All at once he sighed brokenly. He lifted his head and seemed to see clearly and sharply. He looked about him, helplessly. His eyes came to focus on his wife’s face, and a burning flush ran over his cheeks, as though he were suddenly and hideously ashamed.
“Yes, I’ll have some coffee with you, Therese,” he said, in a voice like an echo. He went to the breakfast room with her. He drank coffee. He listened, faintly smiling, to her firm and casual remarks about the weather and the poor quality of the breakfast rolls, and the bad butter.
“It is as bad as the wartime,” he said. All at once he seemed vaguely concerned. “Therese, you seem tired and pale. Why do you not go out and walk in the fresh air? It seems a nice day.” He lifted his head and looked at the sunshine with the incredulity of a man who has slept, unconscious, for, days.
Her heart leapt with hope. “Will you come with me, Karl?”
He hesitated, then shook his head. “I am exhausted,” he answered simply.

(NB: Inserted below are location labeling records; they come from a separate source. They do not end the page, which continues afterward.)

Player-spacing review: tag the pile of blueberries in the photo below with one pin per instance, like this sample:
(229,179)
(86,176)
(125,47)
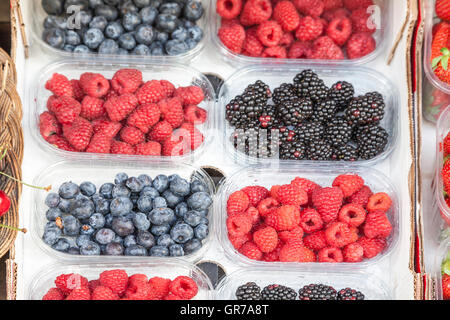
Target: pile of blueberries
(123,27)
(134,216)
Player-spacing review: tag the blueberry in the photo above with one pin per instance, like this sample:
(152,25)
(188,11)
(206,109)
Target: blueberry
(182,233)
(141,221)
(199,201)
(159,251)
(135,250)
(122,226)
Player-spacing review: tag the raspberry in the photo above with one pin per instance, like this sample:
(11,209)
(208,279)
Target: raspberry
(229,9)
(360,45)
(150,92)
(379,202)
(78,133)
(251,251)
(315,241)
(160,132)
(309,29)
(116,280)
(53,294)
(330,255)
(352,214)
(266,239)
(353,252)
(255,194)
(232,37)
(285,218)
(126,81)
(104,293)
(286,15)
(310,220)
(94,84)
(131,135)
(328,202)
(118,108)
(60,86)
(237,202)
(256,12)
(92,108)
(339,30)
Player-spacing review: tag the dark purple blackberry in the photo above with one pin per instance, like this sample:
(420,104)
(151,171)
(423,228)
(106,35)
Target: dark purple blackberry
(366,109)
(248,291)
(278,292)
(350,294)
(317,292)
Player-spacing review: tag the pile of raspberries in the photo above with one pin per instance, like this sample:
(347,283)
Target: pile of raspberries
(116,285)
(304,222)
(124,115)
(297,29)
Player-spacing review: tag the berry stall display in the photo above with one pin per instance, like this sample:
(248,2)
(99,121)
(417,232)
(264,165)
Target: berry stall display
(298,29)
(123,115)
(133,216)
(305,222)
(113,27)
(117,285)
(307,120)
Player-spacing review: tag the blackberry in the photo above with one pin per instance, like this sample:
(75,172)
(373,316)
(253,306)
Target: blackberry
(308,84)
(341,92)
(248,291)
(366,109)
(317,292)
(278,292)
(349,294)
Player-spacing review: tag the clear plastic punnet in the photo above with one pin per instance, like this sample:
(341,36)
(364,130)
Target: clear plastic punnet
(177,74)
(364,81)
(370,285)
(270,175)
(44,279)
(99,173)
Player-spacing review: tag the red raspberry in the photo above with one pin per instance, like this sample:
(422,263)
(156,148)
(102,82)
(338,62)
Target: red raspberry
(310,220)
(229,9)
(266,239)
(116,280)
(251,251)
(232,37)
(360,45)
(339,30)
(316,240)
(94,84)
(286,14)
(309,29)
(60,86)
(118,108)
(78,133)
(328,202)
(104,293)
(119,147)
(126,81)
(255,12)
(53,294)
(379,202)
(352,214)
(151,92)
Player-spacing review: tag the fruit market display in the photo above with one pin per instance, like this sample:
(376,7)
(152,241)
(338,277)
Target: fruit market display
(306,120)
(117,27)
(134,216)
(117,285)
(251,291)
(123,115)
(298,29)
(305,222)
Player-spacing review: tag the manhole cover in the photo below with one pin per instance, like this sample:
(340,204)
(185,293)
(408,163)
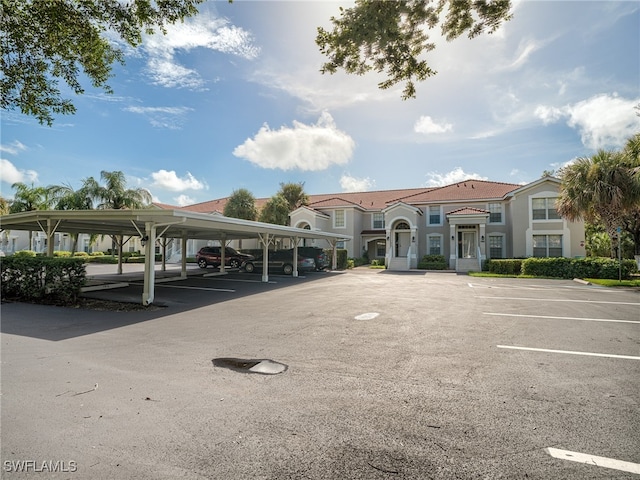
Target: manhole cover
(264,366)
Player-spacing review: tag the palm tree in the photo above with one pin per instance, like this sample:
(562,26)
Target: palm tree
(66,198)
(294,194)
(241,204)
(27,199)
(602,188)
(115,194)
(631,221)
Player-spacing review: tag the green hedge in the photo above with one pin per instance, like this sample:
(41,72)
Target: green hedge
(508,266)
(590,267)
(433,262)
(47,280)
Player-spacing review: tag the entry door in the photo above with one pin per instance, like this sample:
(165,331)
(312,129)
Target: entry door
(467,245)
(402,243)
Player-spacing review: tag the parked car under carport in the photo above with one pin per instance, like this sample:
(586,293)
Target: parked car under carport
(280,260)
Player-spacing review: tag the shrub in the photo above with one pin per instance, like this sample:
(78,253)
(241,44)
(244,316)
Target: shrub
(25,254)
(432,262)
(341,259)
(104,259)
(591,267)
(42,279)
(507,266)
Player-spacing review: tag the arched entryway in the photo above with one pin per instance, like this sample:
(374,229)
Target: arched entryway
(401,239)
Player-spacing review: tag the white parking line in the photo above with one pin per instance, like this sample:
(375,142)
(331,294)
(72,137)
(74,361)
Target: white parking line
(192,288)
(594,460)
(570,352)
(546,317)
(547,300)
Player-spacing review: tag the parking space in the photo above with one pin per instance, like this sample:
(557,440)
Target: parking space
(389,375)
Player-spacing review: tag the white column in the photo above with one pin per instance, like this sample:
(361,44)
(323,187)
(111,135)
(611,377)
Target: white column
(149,264)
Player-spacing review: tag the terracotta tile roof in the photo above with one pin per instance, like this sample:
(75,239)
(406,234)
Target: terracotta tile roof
(374,200)
(468,211)
(466,190)
(379,199)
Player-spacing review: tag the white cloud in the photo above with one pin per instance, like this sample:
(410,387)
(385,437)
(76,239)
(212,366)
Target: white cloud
(604,121)
(353,184)
(436,179)
(201,31)
(169,180)
(183,200)
(10,174)
(162,117)
(427,125)
(303,147)
(13,148)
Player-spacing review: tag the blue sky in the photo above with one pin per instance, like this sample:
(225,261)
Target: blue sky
(234,99)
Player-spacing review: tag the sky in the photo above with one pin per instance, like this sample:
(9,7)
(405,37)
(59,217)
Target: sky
(234,98)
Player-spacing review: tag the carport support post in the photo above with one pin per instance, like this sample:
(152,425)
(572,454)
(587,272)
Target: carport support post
(149,264)
(223,251)
(264,238)
(183,253)
(295,256)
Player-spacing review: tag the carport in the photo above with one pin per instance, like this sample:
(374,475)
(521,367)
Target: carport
(151,225)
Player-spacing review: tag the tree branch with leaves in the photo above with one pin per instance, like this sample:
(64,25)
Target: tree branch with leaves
(391,36)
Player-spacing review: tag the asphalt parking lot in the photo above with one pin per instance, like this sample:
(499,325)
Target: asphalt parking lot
(388,376)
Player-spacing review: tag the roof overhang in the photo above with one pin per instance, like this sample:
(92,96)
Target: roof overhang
(169,224)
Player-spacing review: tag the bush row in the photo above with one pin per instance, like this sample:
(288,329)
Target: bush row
(433,262)
(48,280)
(508,266)
(596,267)
(590,267)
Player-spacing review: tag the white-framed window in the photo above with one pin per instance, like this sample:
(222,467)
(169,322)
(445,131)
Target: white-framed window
(495,213)
(544,209)
(547,245)
(434,244)
(378,221)
(434,215)
(496,246)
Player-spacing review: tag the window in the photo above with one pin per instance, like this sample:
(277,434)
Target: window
(434,244)
(495,213)
(495,246)
(378,221)
(547,245)
(434,215)
(544,209)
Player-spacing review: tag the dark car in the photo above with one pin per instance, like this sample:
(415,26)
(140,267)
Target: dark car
(280,260)
(318,254)
(211,256)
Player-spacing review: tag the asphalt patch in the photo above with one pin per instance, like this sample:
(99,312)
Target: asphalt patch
(261,366)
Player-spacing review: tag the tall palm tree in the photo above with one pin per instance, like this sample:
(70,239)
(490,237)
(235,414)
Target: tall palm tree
(241,204)
(294,194)
(115,194)
(27,199)
(602,188)
(66,197)
(631,221)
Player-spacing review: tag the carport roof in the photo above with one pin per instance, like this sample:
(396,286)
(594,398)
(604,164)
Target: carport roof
(169,223)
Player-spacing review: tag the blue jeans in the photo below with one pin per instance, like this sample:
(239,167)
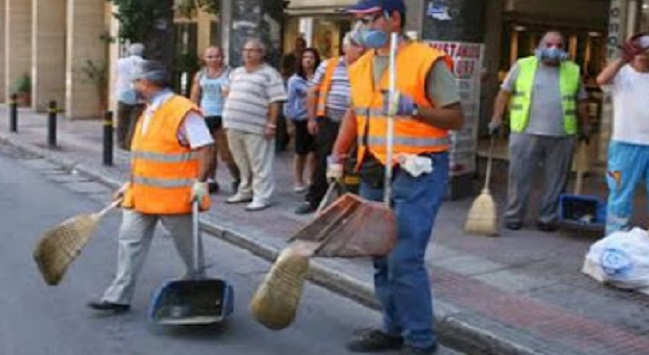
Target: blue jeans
(401,282)
(628,165)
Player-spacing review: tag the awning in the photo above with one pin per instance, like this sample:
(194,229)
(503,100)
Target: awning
(317,7)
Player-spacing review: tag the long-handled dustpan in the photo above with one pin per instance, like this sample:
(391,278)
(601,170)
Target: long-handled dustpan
(195,301)
(349,227)
(579,211)
(482,217)
(60,245)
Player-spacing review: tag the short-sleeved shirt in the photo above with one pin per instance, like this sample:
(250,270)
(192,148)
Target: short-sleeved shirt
(295,106)
(250,95)
(212,92)
(630,91)
(441,85)
(546,110)
(338,97)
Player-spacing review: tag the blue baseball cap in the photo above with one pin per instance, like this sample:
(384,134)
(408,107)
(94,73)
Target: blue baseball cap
(368,6)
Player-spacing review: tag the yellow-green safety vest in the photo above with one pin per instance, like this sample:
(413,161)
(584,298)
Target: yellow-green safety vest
(569,78)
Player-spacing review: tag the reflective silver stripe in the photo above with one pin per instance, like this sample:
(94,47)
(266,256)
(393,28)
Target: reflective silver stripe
(163,183)
(414,142)
(165,158)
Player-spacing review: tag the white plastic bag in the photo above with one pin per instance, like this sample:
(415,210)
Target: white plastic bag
(621,259)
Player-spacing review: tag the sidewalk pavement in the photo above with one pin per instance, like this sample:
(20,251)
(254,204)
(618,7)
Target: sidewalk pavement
(520,293)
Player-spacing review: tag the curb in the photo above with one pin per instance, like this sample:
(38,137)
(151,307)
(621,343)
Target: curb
(452,327)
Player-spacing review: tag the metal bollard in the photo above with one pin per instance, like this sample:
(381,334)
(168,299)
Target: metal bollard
(108,138)
(13,113)
(52,111)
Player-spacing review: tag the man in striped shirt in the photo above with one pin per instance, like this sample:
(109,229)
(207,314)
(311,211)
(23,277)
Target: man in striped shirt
(254,95)
(324,123)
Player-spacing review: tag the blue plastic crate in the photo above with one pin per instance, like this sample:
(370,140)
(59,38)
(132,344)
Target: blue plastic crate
(582,210)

“Then, will you lie down again, and rest?”
To her joy, he said, after another hesitation: “Yes, I will.”
She saw him safely to his room. She helped him undress. When she went out, on tiptoe, he was already asleep. Before he slept however, he had touched his cold lips to the back of her ministering hands.
She felt enormously relieved. And now, to get rid of that frightful box! She went to the study. She tried the door. She could not remember Karl’s having locked it, but it was locked.
But she would not let herself be frightened again. She went to her own room to get a book. Then she heard the telephone ringing and went to answer it.
It was Maria, Kurt’s wife. Her voice sounded impatient but somewhat concerned. “Therese? Kurt asked me to inquire about his brother today. No, he did not go to the University this morning. He is in bed.”
In spite of all her efforts, Therese felt faint and giddy. She clutched the telephone with desperate firmness.
“What is the matter with him, Maria? I am so sorry!”
She could almost see her sister-in-law shrug her massive shoulders.
“You know these men! They scream at a pin-prick. I have no doubt there is really nothing much the matter. He has been complaining for a week or two of an intense pain in his head. But things have been so tragic—It is nerves, or eyestrain, but he is too stubborn to admit he needs spectacles. A confession of age! But there it is: this morning, he said the pain was unbearable, and I have sent for the doctor.”
Therese replaced the receiver silently, slowly.
She was trembling violently, as she sat in the chair. A curious prickling ran over her head, seemed to raise her hair. Her whole body was covered with a deathly coldness and dampness.
She clenched her hands convulsively together in her lap; nails entered flesh. She said aloud, staring blindly, savagely, before her:
“I must control myself. I must not be a fool. I must remember that such things do not exist. It is only coincidence! To think for a moment that it is anything else is to confess madness, too.”